La vida, tal como se nos presenta día tras día, a menudo se siente como una sucesión de momentos que se nos escurren rápidamente entre las manos. Nos levantamos cada mañana, enfrentamos nuestras responsabilidades, cumplimos con nuestras obligaciones y, al final del día, a pesar de los logros y las metas alcanzadas, sentimos como que algo nos hace falta. Este vacío nace, muchas veces, de la necesidad humana de encontrar un propósito más allá de las actividades cotidianas.
Una respuesta poderosa a esa búsqueda de sentido se encuentra en el servicio al prójimo. Cuando dedicamos nuestro tiempo y esfuerzo a ayudar a quienes más lo necesitan –las personas adultas mayores, los enfermos, los más pobres, quienes viven en la calle o carecen del apoyo de una familia–, no solo contribuimos a construir una sociedad más humana, justa y solidaria, sino que también experimentamos una transformación interior que nos llena de auténtica felicidad.
Este tipo de entrega nos recuerda que el bien que hacemos no nace solo de nuestra voluntad individual, sino que es producto de una fuerza superior que nos impulsa a actuar, que toca corazones y transforma vidas. Al reconocerlo, crece en nosotros la humildad y comprendemos que somos parte de algo más grande, que nuestras acciones reflejan un amor que trasciende lo personal y empata con lo divino.
La vida de servicio tiene una belleza única. No es el servicio que busca reconocimiento ni recompensa material, sino el que se da sin esperar nada a cambio. Es un servicio alineado con los valores más altos del ser humano –la compasión, la justicia, la generosidad, la solidaridad, la empatía– y que trae consigo una alegría profunda y duradera, muy distinta de los placeres temporales que el mundo ofrece.
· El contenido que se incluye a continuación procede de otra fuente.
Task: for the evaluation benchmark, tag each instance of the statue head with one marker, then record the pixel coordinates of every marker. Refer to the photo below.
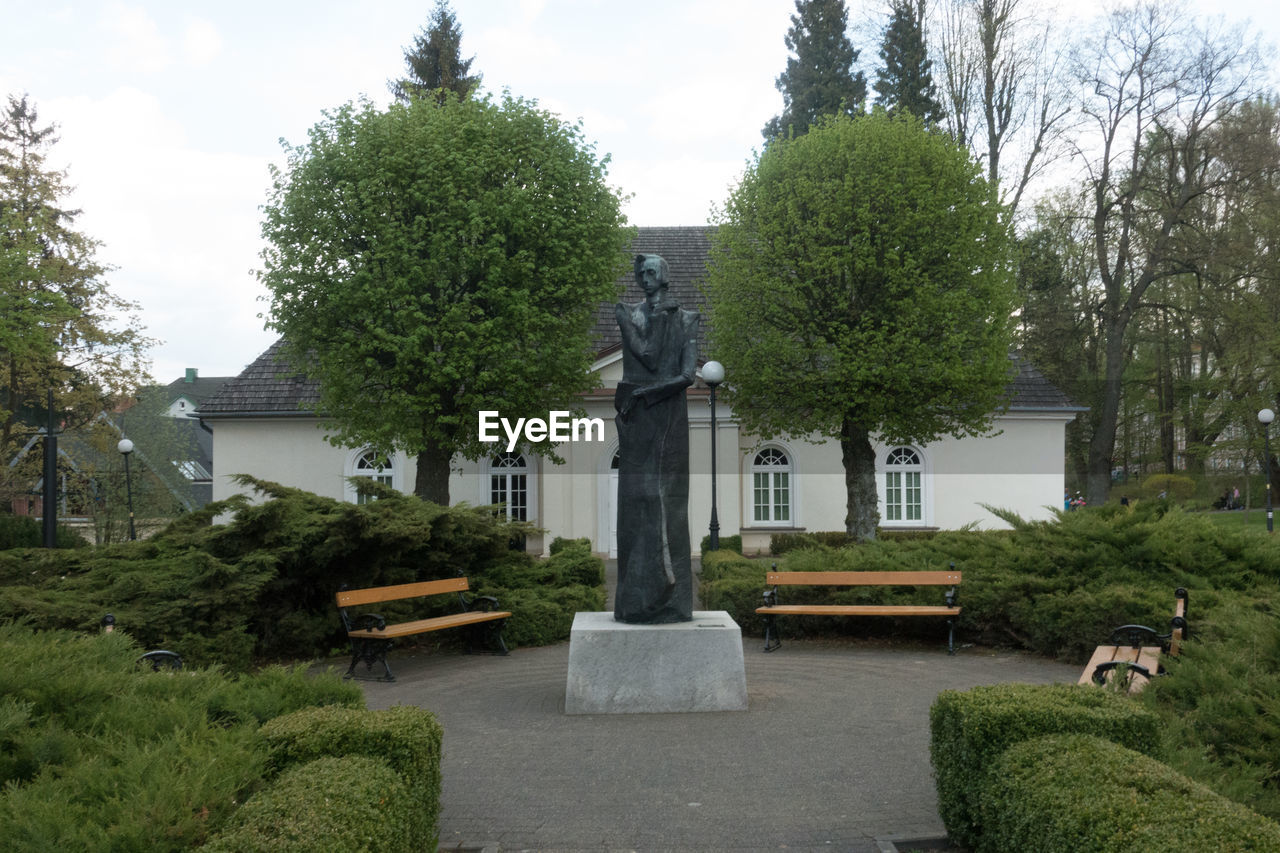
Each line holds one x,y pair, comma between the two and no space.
652,273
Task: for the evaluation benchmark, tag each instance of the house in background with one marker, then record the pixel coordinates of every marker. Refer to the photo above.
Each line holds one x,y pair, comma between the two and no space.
265,424
182,397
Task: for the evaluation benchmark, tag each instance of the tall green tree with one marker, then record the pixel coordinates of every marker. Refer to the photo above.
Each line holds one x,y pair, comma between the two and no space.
432,260
904,81
434,62
60,327
860,287
819,78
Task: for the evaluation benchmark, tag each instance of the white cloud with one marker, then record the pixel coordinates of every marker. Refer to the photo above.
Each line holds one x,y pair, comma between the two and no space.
201,41
135,41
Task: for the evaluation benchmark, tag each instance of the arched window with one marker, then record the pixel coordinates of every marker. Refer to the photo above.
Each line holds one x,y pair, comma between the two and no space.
904,501
508,484
771,487
375,466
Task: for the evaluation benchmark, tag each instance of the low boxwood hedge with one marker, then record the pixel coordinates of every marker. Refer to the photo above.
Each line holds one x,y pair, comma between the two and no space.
969,731
406,738
1082,794
348,803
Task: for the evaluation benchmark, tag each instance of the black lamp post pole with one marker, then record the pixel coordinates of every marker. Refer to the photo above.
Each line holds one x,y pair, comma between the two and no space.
714,543
49,512
1266,451
126,448
713,374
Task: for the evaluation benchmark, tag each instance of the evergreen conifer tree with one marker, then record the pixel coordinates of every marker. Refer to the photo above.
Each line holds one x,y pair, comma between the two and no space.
819,78
435,60
905,81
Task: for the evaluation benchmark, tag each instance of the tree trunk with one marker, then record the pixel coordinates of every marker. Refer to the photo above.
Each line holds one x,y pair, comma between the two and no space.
1102,445
433,475
859,459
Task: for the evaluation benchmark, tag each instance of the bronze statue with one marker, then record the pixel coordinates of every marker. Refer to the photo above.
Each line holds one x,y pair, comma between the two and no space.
659,356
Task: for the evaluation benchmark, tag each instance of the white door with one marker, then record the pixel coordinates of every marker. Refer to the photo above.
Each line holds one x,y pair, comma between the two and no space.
613,507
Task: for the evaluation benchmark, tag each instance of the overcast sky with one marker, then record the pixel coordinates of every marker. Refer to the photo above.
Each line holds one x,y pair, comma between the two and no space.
170,112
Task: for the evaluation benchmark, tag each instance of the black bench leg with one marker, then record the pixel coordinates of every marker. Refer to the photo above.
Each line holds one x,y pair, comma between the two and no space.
771,634
370,652
489,635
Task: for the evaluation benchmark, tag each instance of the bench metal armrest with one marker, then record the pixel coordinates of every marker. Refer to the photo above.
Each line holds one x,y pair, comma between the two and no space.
487,603
369,623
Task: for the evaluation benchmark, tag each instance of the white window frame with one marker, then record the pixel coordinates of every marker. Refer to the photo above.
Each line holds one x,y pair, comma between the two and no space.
498,465
391,474
789,470
900,480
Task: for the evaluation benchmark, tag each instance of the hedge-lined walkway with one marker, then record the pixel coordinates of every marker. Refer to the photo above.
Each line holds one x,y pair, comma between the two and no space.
832,752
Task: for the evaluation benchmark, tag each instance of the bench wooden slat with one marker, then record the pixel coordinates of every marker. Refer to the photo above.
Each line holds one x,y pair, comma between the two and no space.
863,578
424,625
858,610
375,594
Cuando ayudamos a otros, cuando tendemos una mano al que sufre, estamos siguiendo el ejemplo de Jesús, quien dedicó su existencia a sanar, consolar y levantar a los más necesitados. En cada gesto de bondad, en cada acción de amor, se manifiesta lo mejor de nuestra humanidad y, para quienes creen, también la presencia de lo divino en nosotros. Realizamos estos actos como si se los estuviéramos haciendo directamente a Jesucristo.
Cada día es una nueva oportunidad para ayudar, para brindar consuelo, para realizar un acto de generosidad. No necesitamos grandes gestos; por lo general, las pequeñas acciones son las que más transforman. Escuchar a alguien que atraviesa una dificultad, acompañar a un vecino en su soledad, compartir algo con quien menos tiene: estos actos cotidianos, sumados, enriquecen tanto al que da como al que recibe.
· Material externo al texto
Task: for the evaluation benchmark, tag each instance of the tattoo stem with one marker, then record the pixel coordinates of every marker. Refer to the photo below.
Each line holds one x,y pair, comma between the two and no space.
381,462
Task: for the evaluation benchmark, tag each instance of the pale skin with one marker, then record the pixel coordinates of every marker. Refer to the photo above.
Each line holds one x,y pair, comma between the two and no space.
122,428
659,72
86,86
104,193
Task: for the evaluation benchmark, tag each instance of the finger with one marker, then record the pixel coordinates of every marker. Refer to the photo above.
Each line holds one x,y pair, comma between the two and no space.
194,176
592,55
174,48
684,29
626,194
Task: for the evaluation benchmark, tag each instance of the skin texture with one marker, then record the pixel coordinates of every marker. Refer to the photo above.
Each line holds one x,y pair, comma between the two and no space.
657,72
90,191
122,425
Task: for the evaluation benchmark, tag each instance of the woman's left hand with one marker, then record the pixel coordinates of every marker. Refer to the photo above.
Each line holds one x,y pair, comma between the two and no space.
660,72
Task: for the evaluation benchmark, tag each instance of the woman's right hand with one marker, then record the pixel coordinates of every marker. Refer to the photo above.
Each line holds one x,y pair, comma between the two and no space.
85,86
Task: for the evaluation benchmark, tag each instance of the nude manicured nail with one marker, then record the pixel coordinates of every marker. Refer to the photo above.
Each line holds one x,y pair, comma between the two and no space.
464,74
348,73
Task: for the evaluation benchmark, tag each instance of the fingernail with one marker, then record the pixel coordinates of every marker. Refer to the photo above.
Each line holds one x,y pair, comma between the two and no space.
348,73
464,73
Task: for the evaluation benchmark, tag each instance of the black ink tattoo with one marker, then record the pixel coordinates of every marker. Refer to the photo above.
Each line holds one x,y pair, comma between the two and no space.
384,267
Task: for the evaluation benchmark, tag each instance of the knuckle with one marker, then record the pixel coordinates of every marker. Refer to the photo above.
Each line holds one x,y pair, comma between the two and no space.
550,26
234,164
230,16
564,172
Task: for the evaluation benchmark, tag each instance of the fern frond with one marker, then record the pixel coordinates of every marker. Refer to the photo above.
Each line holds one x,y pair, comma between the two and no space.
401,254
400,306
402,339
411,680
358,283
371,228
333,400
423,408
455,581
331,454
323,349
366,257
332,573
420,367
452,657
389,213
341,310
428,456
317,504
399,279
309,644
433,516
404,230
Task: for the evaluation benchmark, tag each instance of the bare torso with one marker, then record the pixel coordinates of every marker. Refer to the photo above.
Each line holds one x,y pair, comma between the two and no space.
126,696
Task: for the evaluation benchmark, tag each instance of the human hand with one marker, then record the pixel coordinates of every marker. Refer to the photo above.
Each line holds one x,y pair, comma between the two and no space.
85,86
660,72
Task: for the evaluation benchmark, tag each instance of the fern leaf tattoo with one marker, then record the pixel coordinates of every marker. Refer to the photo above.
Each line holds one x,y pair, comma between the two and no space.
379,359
La clave está en la constancia. No se trata de ayudar una sola vez, o una vez perdida, sino de hacer del servicio un estilo de vida. Al vivir así, descubrimos que nuestra existencia adquiere un propósito más profundo. La satisfacción que surge de hacer el bien no es pasajera; por el contrario, es una fuente constante e inagotable de alegría y paz. A medida que nos entregamos al servicio de los demás, nuestra propia vida se vuelve más plena y llena de sentido.
Es en ese compromiso diario donde encontramos el verdadero sentido de la vida. Servir al prójimo no solo nos hace mejores personas: también, para quienes creemos, nos acerca al corazón de Dios, fuente de todo amor y bondad.
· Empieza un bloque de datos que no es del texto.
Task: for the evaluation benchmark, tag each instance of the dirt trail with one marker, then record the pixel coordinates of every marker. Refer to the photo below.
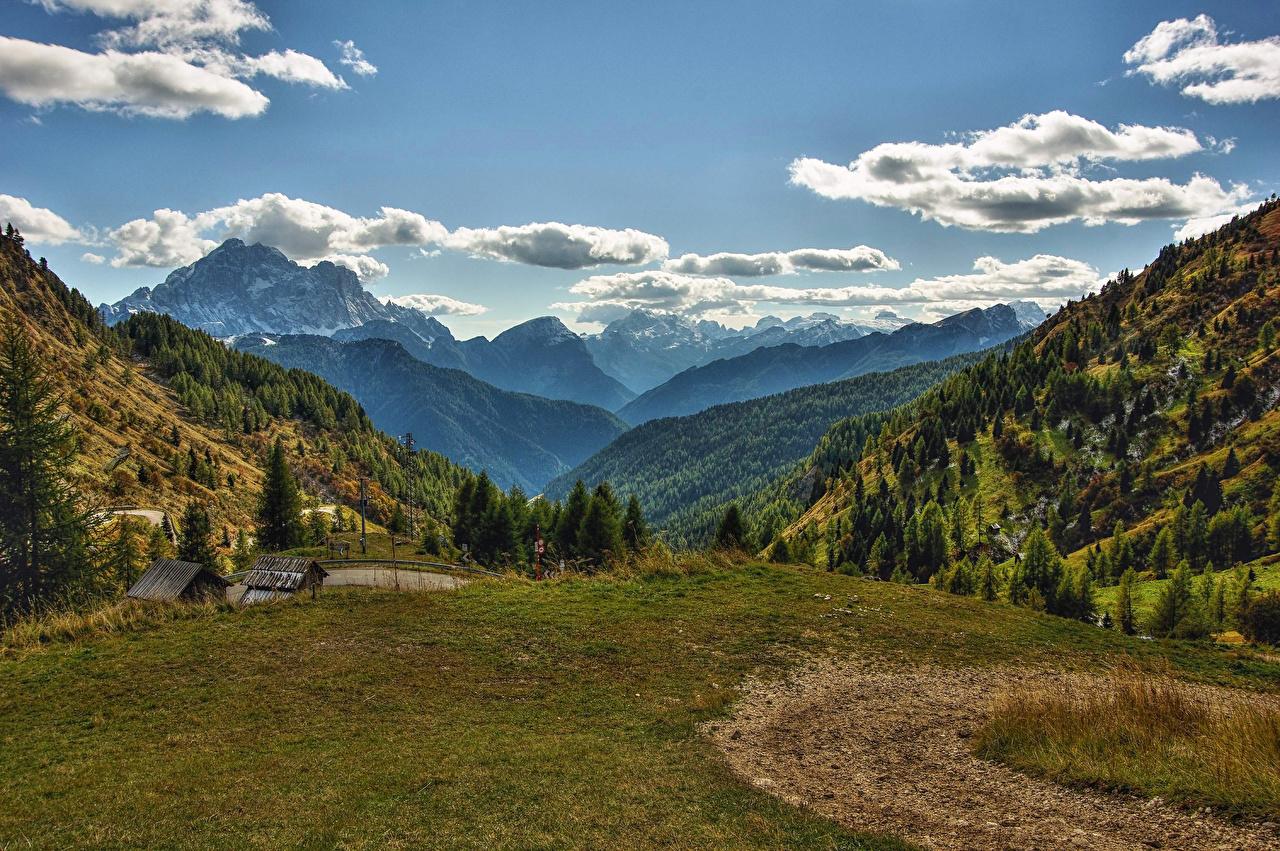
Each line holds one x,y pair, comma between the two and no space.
885,749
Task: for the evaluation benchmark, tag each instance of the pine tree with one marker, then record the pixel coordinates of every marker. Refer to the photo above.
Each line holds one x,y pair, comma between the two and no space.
731,534
1125,621
571,520
635,531
279,525
44,526
600,535
195,536
126,557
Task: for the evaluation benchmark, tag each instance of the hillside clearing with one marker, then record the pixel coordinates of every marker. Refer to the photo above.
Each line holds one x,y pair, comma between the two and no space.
503,714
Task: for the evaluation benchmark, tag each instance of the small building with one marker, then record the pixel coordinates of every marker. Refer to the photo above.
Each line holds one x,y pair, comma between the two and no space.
169,580
275,577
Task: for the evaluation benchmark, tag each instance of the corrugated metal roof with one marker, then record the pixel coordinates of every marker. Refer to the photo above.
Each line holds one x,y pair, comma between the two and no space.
263,595
282,572
168,579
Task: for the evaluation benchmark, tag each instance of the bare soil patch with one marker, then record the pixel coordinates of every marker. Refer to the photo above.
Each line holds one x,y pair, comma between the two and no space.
885,749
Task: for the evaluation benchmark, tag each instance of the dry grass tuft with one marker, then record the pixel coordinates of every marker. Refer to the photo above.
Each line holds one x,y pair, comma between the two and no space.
1146,733
101,618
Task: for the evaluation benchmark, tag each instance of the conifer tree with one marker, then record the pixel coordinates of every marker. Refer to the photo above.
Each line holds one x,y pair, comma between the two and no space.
731,534
571,520
44,525
600,534
126,553
635,531
1124,618
279,525
195,536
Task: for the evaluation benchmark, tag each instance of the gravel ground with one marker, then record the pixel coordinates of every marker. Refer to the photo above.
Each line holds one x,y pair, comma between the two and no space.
885,749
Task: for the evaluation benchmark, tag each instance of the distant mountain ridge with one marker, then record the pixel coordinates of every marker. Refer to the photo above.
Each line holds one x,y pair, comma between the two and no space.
520,439
243,289
645,348
784,367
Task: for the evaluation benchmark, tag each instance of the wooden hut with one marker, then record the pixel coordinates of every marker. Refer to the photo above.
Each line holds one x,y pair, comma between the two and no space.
168,580
274,577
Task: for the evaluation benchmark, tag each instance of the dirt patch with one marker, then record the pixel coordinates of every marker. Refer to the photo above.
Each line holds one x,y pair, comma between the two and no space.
885,749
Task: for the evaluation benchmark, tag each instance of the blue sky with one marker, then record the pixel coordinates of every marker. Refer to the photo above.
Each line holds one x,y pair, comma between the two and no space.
662,129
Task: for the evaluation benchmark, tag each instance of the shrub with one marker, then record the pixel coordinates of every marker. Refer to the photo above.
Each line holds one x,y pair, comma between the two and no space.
1261,620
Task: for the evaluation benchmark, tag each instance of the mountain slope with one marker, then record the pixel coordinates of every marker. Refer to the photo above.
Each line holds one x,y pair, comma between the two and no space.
784,367
544,357
684,470
155,402
243,289
1151,406
520,439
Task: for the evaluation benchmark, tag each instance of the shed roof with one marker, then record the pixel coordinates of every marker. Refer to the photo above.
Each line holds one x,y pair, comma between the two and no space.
282,572
168,579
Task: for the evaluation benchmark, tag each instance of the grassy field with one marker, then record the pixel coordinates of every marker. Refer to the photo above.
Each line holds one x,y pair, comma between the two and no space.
506,714
1143,735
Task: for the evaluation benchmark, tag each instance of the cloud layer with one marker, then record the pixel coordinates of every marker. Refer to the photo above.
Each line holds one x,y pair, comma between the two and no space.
434,305
36,224
784,262
1024,177
170,59
1192,55
560,246
1043,278
309,232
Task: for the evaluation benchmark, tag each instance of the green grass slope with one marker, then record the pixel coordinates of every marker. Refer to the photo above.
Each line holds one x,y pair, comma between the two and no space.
506,714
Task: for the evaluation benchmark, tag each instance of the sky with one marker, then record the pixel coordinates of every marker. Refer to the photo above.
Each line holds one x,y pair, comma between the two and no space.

Como dijo la madre Teresa de Calcuta: “Quien no vive para servir no sirve para vivir”. Al vivir para servir, descubrimos el propósito que llevamos en lo más profundo del corazón. Y al hacerlo, comprendemos que la vida, en su esencia más pura, es una oportunidad constante de amar, de dar y de ser instrumentos de bondad. El verdadero significado de la vida no se encuentra en lo que acumulamos, sino en lo que damos. Y en ese dar hallamos la plenitud de lo que fuimos llamados a ser.
Y como si todo lo anterior fuera poco, con esta forma de pensar y de actuar colaboramos directamente en la construcción de un mundo mejor. Nos convertimos en protagonistas del cambio que tanto necesita el mundo. Porque cada gesto de generosidad, cada acto de servicio es un granito de arena que suma. Y cuando muchos se deciden a sumar, el mundo, aunque sea lentamente, empieza a sanar.
María del Carmen Rojas Rojas es periodista.